Après le passage à la télévision numérique, des changements des techniques de codage et de diffusion peuvent donner lieu à d'autres dividendes. Par exemple :
- passer de la compression vidéo MPEG2 au MPEG4-AVC/H.264 ou a fortiori HEVC permet de réduire le débit binaire nécessaire pour transmettre une chaîne (à qualité donnée) ;
- passer de la norme de modulation DVB-T à la norme DVB-T2 permet d'économiser de la largeur de bande nécessaire (à débit binaire donné).
Utilisation du dividende
Comment utiliser les ressources spectrales rendues disponibles ? Chaque état peut décider de l'affectation de cette ressource, mais souvent doit se coordonner avec d'autres états, notamment Européens.
Les usages définis pour l'utilisation du dividende se divisent en deux catégories :
- les réseaux de radiodiffusion, comme ceux de la télévision (TNT)
- les réseaux de radio-communication mobile (3G, 4G) & 5G
Nouveaux usages de radiodiffusion :
- de nouvelles chaînes de TV en définition en standard (SDTV)
- de nouvelles chaînes de TV en haute définition (HDTV)
- des services radiophoniques numériques (RNT et DAB+)
- des services de média à la demande (SMAD)
- de nouvelles chaînes de TV en 3D (3DTV)
- un bouquet de chaînes de TV reçu en mobilité sur des terminaux personnels (TMP)
Nouveaux usages de radio-communications mobiles :
- Internet haut débit mobile sur réseaux 3G (HSxPA)
- Internet très haut débit mobile sur réseaux 4G (LTE, Advanced LTE) et 5G
Fréquences en or
Les fréquences basses, celles dans la bande UHF, ont des caractéristiques physiques de propagation radioélectrique plus robustes (moins d'atténuation) que celles des fréquences plus hautes.
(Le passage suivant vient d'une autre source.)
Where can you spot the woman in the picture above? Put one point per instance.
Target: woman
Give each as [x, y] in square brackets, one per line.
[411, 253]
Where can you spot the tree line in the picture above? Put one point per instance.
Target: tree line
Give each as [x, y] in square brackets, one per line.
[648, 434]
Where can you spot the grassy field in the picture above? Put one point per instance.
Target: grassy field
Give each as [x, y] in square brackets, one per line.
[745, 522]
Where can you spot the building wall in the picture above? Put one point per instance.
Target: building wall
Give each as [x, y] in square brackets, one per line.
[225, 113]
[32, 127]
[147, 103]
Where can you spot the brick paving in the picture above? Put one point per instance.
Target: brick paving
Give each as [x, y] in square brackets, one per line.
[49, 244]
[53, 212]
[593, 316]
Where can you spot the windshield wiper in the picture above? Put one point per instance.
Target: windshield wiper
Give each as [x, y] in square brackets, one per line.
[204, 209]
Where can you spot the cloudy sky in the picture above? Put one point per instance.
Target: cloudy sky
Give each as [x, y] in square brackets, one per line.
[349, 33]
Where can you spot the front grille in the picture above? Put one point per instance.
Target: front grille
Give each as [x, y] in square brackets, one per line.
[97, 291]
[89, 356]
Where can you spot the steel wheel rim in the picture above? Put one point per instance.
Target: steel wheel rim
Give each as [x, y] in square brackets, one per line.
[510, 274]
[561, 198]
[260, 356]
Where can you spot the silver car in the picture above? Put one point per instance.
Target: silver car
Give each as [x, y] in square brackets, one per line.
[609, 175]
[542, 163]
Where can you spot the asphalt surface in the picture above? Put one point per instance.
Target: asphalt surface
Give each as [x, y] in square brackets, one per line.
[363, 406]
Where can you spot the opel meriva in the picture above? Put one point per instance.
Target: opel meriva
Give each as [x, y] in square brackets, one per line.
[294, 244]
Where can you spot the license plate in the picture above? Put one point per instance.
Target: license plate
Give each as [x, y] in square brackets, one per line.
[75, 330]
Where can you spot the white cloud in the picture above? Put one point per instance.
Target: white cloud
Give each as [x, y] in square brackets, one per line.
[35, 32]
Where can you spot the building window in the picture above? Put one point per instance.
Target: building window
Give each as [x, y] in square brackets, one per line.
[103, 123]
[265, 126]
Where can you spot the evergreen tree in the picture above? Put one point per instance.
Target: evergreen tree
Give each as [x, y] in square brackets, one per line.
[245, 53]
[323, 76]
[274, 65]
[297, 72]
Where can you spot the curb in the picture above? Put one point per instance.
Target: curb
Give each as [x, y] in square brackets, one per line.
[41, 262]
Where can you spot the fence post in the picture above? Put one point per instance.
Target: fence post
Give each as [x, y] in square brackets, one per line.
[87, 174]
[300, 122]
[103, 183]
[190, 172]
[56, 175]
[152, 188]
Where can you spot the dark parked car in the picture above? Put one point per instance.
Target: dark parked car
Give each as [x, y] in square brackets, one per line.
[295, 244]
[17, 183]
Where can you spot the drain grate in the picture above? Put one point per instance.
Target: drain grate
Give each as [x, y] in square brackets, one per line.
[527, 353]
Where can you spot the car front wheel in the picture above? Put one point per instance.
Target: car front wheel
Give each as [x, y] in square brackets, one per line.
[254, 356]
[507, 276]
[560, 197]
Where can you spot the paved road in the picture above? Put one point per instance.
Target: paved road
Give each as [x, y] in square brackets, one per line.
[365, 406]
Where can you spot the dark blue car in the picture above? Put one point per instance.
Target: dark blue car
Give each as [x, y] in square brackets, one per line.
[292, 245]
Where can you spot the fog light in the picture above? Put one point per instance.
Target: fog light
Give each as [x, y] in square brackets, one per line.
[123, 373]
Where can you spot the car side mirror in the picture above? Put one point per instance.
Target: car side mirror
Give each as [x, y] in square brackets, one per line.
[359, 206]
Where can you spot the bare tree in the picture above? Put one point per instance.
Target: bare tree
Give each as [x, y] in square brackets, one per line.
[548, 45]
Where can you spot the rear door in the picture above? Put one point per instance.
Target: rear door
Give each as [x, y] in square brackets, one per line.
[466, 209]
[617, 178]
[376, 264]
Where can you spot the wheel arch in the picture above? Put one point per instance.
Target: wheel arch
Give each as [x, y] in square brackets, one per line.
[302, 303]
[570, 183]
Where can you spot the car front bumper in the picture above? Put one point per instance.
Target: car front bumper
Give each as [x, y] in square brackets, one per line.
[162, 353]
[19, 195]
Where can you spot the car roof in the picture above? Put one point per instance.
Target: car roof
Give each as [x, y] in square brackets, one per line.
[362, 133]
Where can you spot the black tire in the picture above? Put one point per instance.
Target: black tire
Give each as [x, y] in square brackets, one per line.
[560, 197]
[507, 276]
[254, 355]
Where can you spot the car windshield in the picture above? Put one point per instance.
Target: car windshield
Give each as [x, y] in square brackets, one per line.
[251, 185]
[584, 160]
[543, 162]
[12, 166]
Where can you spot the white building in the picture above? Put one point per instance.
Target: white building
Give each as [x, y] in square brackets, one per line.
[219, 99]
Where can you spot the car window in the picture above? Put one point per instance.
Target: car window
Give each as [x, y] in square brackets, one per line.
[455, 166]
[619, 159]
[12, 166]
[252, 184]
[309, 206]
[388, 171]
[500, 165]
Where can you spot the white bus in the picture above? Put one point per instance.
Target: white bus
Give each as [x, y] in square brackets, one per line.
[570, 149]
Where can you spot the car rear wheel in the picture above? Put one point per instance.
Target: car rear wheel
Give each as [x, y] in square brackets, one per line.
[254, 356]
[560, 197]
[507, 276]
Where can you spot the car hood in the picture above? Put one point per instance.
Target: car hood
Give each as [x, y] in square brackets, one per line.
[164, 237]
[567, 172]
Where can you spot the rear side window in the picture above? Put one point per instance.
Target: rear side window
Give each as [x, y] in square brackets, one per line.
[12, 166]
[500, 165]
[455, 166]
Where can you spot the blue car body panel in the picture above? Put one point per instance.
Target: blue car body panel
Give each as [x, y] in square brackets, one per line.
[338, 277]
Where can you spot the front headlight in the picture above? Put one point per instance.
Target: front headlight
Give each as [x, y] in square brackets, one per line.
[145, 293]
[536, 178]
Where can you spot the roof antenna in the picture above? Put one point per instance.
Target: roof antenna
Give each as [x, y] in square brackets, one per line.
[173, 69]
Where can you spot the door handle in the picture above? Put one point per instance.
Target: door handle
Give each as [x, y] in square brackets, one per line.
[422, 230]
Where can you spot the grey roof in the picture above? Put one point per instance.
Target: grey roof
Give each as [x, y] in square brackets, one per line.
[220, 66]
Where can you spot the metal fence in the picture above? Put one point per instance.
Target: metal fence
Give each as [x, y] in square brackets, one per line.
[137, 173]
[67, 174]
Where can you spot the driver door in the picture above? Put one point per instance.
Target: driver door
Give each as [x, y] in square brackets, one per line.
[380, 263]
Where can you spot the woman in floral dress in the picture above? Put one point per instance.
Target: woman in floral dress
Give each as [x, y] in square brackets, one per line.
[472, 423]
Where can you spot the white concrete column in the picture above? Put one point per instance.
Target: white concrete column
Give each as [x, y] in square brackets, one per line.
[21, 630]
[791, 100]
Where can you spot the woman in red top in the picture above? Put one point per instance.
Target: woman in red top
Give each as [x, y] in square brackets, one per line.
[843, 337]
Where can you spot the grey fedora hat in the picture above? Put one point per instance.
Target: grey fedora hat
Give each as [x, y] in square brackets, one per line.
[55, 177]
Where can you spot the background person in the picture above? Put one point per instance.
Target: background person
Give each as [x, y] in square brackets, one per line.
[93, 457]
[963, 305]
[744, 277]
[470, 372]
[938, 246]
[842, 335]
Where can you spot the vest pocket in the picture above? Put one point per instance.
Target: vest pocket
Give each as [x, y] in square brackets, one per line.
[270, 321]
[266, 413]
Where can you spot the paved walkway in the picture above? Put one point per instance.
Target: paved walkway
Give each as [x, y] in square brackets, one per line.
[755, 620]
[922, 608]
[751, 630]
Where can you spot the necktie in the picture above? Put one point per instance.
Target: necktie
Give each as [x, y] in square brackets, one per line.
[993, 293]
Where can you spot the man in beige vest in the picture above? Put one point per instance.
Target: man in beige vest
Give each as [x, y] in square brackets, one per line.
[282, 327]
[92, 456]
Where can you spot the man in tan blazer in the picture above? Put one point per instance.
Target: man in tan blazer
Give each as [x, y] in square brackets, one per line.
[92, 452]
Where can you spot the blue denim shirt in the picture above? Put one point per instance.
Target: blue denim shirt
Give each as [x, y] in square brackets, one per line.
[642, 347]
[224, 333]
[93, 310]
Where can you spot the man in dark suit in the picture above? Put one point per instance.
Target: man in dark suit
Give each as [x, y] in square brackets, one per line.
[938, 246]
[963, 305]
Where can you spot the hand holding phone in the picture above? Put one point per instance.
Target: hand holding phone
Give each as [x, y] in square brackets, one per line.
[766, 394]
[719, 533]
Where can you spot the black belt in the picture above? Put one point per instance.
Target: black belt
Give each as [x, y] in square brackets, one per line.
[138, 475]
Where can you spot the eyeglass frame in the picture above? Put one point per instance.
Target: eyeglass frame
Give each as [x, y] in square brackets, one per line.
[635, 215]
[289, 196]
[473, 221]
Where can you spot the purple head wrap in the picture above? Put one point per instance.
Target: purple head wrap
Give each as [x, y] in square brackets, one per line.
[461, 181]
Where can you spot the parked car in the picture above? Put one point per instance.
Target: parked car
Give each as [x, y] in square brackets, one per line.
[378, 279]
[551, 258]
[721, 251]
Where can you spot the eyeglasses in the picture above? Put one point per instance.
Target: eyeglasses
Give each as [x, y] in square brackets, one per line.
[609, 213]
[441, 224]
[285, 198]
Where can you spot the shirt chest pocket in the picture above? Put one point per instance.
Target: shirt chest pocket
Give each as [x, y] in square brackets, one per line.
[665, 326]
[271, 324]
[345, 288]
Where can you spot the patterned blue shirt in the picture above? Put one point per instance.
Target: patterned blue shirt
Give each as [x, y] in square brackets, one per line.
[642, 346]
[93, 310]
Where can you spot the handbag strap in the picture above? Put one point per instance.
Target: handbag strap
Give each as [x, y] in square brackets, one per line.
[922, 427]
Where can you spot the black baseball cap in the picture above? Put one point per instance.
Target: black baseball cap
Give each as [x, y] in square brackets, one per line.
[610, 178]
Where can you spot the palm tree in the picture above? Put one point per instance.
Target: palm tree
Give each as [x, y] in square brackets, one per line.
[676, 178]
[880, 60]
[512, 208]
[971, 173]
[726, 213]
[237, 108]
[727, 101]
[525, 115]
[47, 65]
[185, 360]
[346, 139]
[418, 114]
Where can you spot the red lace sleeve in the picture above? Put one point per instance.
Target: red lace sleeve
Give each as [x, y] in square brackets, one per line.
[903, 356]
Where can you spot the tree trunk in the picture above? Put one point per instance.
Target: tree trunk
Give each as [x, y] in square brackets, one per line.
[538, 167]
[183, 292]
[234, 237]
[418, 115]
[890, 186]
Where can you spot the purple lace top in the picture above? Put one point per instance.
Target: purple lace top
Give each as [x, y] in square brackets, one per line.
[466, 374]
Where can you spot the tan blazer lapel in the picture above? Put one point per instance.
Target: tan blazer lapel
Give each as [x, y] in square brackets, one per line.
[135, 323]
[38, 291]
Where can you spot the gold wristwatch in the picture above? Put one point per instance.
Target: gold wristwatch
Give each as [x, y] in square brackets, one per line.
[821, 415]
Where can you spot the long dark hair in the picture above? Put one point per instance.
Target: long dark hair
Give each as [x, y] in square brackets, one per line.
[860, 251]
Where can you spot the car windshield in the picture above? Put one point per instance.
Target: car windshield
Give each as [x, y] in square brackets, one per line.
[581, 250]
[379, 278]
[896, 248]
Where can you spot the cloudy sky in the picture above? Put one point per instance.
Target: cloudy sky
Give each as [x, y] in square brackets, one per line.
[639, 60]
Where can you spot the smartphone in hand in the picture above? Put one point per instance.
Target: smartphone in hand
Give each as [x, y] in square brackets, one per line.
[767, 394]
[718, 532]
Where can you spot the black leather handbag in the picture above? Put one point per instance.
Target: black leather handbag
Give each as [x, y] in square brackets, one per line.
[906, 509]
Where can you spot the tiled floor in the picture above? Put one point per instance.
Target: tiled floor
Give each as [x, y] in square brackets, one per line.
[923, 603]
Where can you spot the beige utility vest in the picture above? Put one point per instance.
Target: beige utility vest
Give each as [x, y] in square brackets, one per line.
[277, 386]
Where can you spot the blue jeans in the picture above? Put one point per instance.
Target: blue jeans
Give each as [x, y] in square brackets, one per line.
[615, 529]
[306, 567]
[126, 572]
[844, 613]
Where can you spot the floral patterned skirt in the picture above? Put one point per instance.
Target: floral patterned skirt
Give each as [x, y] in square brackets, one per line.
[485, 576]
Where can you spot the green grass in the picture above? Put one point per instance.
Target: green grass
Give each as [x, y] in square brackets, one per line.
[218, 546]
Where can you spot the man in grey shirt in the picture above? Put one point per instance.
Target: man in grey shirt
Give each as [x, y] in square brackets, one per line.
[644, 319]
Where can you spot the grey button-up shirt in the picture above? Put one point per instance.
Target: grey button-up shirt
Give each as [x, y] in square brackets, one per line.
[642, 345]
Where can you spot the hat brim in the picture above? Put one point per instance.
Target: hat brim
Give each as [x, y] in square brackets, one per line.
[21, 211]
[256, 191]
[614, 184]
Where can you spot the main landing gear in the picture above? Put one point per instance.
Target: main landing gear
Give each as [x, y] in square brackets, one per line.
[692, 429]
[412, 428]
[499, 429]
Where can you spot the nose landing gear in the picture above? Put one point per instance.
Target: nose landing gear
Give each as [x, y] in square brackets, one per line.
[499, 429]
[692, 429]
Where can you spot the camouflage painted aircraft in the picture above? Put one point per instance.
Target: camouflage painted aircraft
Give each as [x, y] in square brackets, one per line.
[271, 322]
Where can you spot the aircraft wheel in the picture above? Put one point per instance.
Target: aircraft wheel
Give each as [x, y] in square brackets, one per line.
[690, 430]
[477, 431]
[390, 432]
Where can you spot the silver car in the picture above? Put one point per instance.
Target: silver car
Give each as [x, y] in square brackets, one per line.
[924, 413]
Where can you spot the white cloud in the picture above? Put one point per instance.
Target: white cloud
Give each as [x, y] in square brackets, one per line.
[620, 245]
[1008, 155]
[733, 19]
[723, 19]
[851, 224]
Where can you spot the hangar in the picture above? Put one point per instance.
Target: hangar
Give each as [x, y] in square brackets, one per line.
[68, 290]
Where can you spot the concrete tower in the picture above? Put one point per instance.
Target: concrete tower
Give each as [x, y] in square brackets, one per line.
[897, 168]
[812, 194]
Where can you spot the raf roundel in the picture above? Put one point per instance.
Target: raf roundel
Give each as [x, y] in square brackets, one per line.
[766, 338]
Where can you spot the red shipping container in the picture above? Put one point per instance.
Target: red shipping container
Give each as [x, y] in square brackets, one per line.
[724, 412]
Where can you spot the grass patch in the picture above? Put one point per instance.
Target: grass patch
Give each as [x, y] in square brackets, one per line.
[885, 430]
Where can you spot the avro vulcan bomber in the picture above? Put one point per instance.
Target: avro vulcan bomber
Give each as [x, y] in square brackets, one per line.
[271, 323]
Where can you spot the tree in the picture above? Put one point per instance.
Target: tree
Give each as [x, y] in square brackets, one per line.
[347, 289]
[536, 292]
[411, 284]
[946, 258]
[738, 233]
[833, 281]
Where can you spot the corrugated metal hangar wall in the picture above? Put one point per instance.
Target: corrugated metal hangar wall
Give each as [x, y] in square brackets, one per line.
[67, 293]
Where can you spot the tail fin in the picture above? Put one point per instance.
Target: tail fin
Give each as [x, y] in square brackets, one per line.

Cela présente un avantage non négligeable en termes de coûts de construction des réseaux, nécessitant un nombre plus faible d'émetteurs ou de stations de transmission. C'est pourquoi elles sont parfois qualifiées de "fréquences en or". Les groupes de pression des deux "mondes", celui des télécoms et celui de l'audiovisuel, s'affrontent donc pour que ces fréquences soient affectées par les pouvoirs publics à l'un ou l'autre des deux usages.
Au niveau international
Au niveau mondial, le dividende numérique est abordé lors des conférences mondiales des radiocommunications (CMR ou WRC en anglais) qui se sont tenues à Genève à l'automne 2007, 2012 et 2015. La CMR 2007 a identifié une sous-bande susceptibles d'être dédiée aux services « mobiles », entre 790 et 862 MHz[1]. La France a soutenu une ouverture des bandes UHF et VHF à l'ensemble des services, radiodiffusion et communications électroniques.
Ceci confirme les travaux de nombreux pays, tels que les États-Unis, l'Allemagne, la France ou le Royaume-Uni qui ont déjà attribué une partie des fréquences du dividende numérique aux enchères pour des services de communications électroniques et pour les réseaux de téléphonie mobile.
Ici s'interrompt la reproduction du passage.